A number of recent studies published in the journal have established robust associations of common variants at five genetic loci with prostate cancer, a common disease for which we had very few prior clues to its familial predisposition or even to its biology (Nat. Genet. 38, 652–658; 2006, 39, 631–637; 2007, 39, 638–644; 2007, 39, 645–649; 2007, 39, 954–956; 2007, 39, 977–983; 2007, 39, 989–994; 2007, News and Views 39, 579–580; 2007, Editorial 39, 569; 2007).

Now three genome-wide association studies by Julius Gudmundsson and colleagues, Gilles Thomas and colleagues and Rosalind Eeles and colleagues (pp 281, 310, and 316) confirm those loci and report replicated, highly significant associations with common SNPs at another ten newly identified loci.

Two of the three studies identified associated SNPs at chromosome 10 near the MSMB gene. Thomas et al. note that not only do the associated promoter variants affect expression of this gene in vitro, but serum expression measurements of the gene's seminal MSP protein have been used for early detection of high-grade disease and expression is lost in advanced androgen-insensitive prostate cancer. So, they suggest that this is a locus for which the study has delivered a genetic risk marker, improved our understanding of a biomarker and supplied evidence for functional involvement in disease progression. Risk variants at Xp11.22 were also found by two of the three studies.

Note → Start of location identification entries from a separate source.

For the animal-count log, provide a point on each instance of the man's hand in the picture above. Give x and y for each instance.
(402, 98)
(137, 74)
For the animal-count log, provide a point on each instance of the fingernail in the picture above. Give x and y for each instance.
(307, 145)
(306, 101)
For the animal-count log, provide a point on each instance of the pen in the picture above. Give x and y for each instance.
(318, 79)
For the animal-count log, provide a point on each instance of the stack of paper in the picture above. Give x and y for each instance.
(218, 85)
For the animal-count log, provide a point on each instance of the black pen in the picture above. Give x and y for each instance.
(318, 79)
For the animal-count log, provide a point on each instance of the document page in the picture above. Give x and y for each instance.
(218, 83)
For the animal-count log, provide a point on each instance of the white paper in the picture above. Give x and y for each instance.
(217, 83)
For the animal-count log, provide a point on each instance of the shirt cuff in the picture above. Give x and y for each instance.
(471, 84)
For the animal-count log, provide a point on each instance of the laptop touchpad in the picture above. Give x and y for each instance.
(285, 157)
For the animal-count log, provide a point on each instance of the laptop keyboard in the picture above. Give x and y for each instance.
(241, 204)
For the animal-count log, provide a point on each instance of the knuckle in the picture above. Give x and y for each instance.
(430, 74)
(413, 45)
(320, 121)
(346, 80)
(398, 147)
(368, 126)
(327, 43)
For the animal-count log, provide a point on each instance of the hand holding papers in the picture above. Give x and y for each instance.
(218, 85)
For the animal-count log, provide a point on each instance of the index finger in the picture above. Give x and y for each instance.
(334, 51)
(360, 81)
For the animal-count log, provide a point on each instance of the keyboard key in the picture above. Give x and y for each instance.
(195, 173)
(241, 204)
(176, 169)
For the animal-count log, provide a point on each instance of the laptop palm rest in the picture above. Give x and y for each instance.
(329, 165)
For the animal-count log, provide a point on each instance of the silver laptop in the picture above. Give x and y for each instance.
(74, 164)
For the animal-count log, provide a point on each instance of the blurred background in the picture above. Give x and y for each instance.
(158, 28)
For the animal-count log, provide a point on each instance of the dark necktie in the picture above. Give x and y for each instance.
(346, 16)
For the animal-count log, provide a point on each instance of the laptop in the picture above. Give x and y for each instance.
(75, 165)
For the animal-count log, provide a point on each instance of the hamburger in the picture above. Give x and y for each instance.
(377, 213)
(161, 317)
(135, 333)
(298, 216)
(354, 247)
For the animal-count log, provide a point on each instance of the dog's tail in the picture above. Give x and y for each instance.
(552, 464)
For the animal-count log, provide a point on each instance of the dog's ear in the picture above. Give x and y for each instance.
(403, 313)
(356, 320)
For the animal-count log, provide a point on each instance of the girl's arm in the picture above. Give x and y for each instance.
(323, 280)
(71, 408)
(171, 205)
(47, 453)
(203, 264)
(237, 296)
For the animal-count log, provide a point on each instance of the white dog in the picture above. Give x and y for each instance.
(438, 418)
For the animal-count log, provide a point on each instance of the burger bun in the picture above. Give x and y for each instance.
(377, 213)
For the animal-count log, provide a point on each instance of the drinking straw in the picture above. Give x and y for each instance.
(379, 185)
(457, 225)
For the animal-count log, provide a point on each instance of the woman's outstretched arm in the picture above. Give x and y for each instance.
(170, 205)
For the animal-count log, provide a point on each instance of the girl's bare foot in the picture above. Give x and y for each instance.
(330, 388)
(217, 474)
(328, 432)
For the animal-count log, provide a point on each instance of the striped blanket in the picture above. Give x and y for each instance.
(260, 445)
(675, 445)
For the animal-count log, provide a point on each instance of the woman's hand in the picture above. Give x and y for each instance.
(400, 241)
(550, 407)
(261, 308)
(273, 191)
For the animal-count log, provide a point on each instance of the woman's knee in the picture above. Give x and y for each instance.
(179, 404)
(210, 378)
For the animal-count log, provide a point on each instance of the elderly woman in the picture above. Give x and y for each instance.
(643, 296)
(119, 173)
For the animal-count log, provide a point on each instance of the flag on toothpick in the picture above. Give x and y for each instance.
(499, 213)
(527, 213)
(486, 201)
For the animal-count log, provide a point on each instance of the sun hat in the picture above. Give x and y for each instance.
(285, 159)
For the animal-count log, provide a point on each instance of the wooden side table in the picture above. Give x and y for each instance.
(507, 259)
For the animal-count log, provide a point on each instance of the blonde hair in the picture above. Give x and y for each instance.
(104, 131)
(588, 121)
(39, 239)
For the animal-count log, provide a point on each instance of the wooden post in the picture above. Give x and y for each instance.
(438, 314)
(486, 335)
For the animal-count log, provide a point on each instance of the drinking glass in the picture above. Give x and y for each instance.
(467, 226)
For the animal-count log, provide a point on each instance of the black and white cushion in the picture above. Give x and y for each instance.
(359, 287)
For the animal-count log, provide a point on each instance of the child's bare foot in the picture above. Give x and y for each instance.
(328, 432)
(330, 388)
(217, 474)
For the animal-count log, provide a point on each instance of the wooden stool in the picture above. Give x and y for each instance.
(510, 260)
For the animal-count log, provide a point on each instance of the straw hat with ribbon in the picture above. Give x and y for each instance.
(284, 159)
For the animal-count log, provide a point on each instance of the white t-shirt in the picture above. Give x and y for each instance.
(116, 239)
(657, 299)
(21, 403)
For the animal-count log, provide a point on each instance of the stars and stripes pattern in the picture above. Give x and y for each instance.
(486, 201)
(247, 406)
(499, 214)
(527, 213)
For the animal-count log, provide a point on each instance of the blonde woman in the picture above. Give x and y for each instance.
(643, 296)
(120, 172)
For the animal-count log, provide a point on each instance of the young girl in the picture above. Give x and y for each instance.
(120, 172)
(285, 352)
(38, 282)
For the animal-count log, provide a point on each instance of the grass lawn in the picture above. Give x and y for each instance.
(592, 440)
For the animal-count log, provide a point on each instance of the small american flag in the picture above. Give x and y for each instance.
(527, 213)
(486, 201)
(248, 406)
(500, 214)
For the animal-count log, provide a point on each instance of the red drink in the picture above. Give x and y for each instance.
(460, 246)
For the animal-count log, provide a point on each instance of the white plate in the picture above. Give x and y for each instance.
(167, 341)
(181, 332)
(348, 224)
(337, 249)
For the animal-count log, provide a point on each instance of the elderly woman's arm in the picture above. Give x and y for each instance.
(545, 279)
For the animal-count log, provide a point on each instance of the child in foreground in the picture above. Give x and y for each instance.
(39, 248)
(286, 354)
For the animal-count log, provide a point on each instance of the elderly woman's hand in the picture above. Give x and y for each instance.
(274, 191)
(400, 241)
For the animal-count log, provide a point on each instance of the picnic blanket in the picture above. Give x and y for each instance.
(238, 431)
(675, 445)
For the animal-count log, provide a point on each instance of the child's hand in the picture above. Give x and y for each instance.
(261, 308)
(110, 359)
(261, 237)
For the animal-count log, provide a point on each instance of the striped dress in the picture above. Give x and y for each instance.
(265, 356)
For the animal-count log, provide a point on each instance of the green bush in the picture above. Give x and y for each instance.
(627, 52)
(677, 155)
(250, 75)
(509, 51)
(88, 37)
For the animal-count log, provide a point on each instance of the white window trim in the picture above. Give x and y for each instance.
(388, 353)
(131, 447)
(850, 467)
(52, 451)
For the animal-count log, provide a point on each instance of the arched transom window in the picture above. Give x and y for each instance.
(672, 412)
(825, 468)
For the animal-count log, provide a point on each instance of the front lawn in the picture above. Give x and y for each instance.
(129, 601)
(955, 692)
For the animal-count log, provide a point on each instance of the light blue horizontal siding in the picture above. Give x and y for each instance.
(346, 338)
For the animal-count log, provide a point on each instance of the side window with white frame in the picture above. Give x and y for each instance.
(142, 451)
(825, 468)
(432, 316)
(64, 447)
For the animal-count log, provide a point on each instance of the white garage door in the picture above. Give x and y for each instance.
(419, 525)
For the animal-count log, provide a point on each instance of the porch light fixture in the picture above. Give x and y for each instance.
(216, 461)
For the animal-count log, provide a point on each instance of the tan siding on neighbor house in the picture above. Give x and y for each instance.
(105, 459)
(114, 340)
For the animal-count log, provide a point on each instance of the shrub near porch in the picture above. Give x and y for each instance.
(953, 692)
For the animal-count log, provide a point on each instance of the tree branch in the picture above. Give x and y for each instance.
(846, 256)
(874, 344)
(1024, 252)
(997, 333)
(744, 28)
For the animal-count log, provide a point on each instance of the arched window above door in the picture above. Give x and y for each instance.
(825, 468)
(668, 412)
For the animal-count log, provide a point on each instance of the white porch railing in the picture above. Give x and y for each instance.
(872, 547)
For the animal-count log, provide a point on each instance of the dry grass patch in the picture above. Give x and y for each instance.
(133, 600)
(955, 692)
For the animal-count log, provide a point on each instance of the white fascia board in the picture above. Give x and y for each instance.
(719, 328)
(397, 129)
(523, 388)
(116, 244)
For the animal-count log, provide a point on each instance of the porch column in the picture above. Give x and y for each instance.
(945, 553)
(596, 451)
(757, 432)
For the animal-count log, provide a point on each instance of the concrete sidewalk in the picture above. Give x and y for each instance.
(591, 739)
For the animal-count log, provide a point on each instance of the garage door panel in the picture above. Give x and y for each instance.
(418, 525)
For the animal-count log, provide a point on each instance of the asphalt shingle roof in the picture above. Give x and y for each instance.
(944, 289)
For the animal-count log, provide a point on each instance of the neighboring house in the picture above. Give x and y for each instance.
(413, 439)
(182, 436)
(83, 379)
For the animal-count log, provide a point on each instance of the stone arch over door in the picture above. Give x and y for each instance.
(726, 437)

A currently used biomarker for prostate cancer diagnosis is an elevated serum concentration of PSA, a prostatic protease. Whatever its value in individual clinical decisions, PSA has played two roles in this genetic epidemiology. First, Eeles et al. suggest that their success may have hinged upon the choice of controls with particularly low PSA levels in their screen, together with a primary case population enriched for early onset or family history of prostate cancer. Second, one of the significantly associated SNP markers falls between the KLK3 and KLK2 genes—the first encoding PSA itself, and the latter a similar enzyme that may also be a useful biomarker.

One of the mysteries of prostate cancer is that most men affected will die with—rather than from—the disease. It is therefore important to distinguish cancers with different courses and genetic background may play a role. Thomas et al. provide free access to the computed statistics of the genotype counts for each SNP they tested by phenotypic class: control, aggressive cancer, and nonaggressive cancer. Gudmundsson et al. found that the 2p15 variant was significantly associated with aggressive as compared to nonaggressive disease.

Thomas et al. emphasize that selecting a large number of markers for replication is essential if the method is to have a chance of delivering a significant association, noting that two of the markers that eventually produced a replicated positive were ranked far from the top of their initial hits (to make the top 5% in a GWAS is to be jockeying for position among scores of thousands of likely markers). The sparse overlap of the loci significantly associated in the three studies, and the additional nine suggestive associations reported by Thomas et al. show that sharing of results and collaborative analysis of all the available studies is likely to be productive. The three groups used slightly different variations of a very similar experimental design, which suggests that more common loci associated with prostate cancer are yet to be discovered.